A red brick house in Boston. [Image source](https://images.unsplash.com/photo-1458086294493-3a5a041289ff?ixlib=rb-1.2.1&ixid=eyJhcHBfaWQiOjEyMDd9&auto=format&fit=crop&w=2250&q=80)



In [None]:
# Ensure that all packages are installed 
# import sys
# !{sys.executable} -m pip install interpret

## **Part 1:** Data and EDA

We will use a common dataset for this notebook, called the "Boston Housing" dataset. It contains information collected by the U.S Census Service on housing the Boston area. The target variable is `MEDV`, the median value of owner-occupied homes in $1000's.

In [None]:
import pandas as pd
from sklearn.datasets import load_boston
from sklearn.model_selection import train_test_split

boston = load_boston()
feature_names = list(boston.feature_names)
df = pd.DataFrame(boston.data, columns=feature_names)
df["target"] = boston.target

train_cols = df.columns[0:-1]
label = df.columns[-1]
X = df[train_cols]
y = df[label]

SEED = 1
X_train, X_test, y_train, y_test = train_test_split(X, y, test_size = 0.20, random_state = SEED)
X_train.head()

In [None]:
print('Original shape: {}'.format(X.shape))
print('Train shapes: {} {} '.format(X_train.shape, X_test.shape) + 'Test shapes: {} {}'.format(y_train.shape, y_test.shape))

In [None]:
from interpret import show, preserve
from interpret.data import Marginal

marginal = Marginal().explain_data(X_train, y_train, name = 'Train Data')

# Use show(.) on your local machine
# We use preserve(.) because the Google VM does not allow background server access
# show(marginal)
preserve(marginal, file_name='outputs/1-marginal.html')

## **Part 2:** Linear regression and lasso

The linear regression and lasso regression are useful and interpretable baseline models.

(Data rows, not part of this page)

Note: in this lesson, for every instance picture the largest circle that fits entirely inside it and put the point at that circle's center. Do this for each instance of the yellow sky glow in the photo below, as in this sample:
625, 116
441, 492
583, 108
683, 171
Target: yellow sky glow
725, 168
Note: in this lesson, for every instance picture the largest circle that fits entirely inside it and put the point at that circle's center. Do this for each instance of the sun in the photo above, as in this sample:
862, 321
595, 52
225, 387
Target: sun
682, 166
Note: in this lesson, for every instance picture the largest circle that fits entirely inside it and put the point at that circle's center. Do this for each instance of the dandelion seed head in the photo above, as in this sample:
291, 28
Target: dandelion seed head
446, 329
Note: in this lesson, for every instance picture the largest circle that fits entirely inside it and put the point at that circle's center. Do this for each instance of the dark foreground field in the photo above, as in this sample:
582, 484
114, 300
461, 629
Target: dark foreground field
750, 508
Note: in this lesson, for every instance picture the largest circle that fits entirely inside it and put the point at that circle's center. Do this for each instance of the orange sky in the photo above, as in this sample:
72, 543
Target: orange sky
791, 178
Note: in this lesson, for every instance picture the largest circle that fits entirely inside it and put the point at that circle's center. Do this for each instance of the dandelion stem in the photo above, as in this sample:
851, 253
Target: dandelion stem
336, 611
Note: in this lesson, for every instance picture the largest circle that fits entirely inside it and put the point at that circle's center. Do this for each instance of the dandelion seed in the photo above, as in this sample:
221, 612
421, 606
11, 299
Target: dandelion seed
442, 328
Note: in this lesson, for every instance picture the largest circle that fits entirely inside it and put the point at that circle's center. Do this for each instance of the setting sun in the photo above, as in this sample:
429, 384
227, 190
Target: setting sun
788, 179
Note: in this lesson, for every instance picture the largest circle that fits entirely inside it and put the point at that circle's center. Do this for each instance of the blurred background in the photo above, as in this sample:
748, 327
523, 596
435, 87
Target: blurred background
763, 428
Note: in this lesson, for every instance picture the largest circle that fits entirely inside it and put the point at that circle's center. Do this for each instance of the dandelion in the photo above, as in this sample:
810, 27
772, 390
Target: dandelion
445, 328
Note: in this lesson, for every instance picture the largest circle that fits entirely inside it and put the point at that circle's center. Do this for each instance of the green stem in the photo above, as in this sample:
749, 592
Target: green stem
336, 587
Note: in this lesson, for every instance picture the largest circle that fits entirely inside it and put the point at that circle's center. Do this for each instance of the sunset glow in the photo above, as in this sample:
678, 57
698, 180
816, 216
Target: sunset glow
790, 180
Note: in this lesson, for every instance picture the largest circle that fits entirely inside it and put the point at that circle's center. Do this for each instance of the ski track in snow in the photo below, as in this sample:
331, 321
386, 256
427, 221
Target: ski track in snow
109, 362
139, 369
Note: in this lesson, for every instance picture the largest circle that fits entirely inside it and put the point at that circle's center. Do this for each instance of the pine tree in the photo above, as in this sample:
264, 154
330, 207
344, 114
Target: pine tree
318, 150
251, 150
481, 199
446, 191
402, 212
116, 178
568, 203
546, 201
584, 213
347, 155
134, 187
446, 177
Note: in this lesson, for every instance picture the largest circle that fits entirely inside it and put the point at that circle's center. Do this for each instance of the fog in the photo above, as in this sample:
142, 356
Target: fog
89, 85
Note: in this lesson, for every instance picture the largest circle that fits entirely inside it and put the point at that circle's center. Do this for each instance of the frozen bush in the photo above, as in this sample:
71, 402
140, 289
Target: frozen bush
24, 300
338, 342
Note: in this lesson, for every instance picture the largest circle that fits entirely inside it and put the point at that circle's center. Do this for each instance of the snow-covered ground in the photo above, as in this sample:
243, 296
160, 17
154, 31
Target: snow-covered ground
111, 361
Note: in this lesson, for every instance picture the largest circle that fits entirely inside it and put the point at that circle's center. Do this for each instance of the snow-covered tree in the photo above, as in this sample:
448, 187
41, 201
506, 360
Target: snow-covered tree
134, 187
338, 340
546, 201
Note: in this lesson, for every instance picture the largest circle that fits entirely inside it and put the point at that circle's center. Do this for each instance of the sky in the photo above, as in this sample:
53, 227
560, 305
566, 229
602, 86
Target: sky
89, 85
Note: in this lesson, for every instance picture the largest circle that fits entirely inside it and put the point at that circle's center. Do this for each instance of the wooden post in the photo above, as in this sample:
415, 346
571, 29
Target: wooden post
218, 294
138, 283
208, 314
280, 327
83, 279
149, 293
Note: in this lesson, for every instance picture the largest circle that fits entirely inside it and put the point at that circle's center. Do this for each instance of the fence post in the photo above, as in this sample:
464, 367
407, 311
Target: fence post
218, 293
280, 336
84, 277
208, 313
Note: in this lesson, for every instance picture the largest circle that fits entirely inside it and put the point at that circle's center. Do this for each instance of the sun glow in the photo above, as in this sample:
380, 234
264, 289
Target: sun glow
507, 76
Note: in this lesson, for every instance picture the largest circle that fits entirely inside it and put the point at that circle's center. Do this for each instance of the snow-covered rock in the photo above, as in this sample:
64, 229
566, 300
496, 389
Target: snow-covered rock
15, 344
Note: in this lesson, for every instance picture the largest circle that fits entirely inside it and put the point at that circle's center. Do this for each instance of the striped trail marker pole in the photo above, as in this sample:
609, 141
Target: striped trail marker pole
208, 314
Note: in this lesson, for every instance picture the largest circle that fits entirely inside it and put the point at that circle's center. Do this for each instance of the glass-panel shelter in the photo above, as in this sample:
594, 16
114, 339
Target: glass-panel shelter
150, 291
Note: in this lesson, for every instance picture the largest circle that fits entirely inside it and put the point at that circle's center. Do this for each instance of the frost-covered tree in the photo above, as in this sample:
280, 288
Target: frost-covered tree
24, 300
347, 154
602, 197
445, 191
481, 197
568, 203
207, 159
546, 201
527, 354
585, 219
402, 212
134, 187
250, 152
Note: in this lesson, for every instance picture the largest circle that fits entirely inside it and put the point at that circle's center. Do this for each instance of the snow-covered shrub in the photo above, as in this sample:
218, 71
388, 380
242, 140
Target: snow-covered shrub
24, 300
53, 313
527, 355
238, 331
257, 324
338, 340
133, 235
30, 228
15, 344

Do we need to standardize data? No, if we just care about making predictions. Yes, if we also care about comparing coefficient magnitudes.

In [None]:
from sklearn.linear_model import LinearRegression
from sklearn.preprocessing import StandardScaler
from sklearn.pipeline import Pipeline
from sklearn.metrics import explained_variance_score, mean_absolute_error, mean_squared_error
from math import sqrt

# Build pipeline
estimators = []
estimators.append(('standardize', StandardScaler()))
estimators.append(('lr', LinearRegression()))
pipeline_lr = Pipeline(estimators)

lr = pipeline_lr.fit(X_train, y_train)
lr_pred = lr.predict(X_test)

lr_r2   = explained_variance_score(y_test, lr_pred)
lr_mae  = mean_absolute_error(y_test, lr_pred)
lr_rmse = sqrt(mean_squared_error(y_test, lr_pred))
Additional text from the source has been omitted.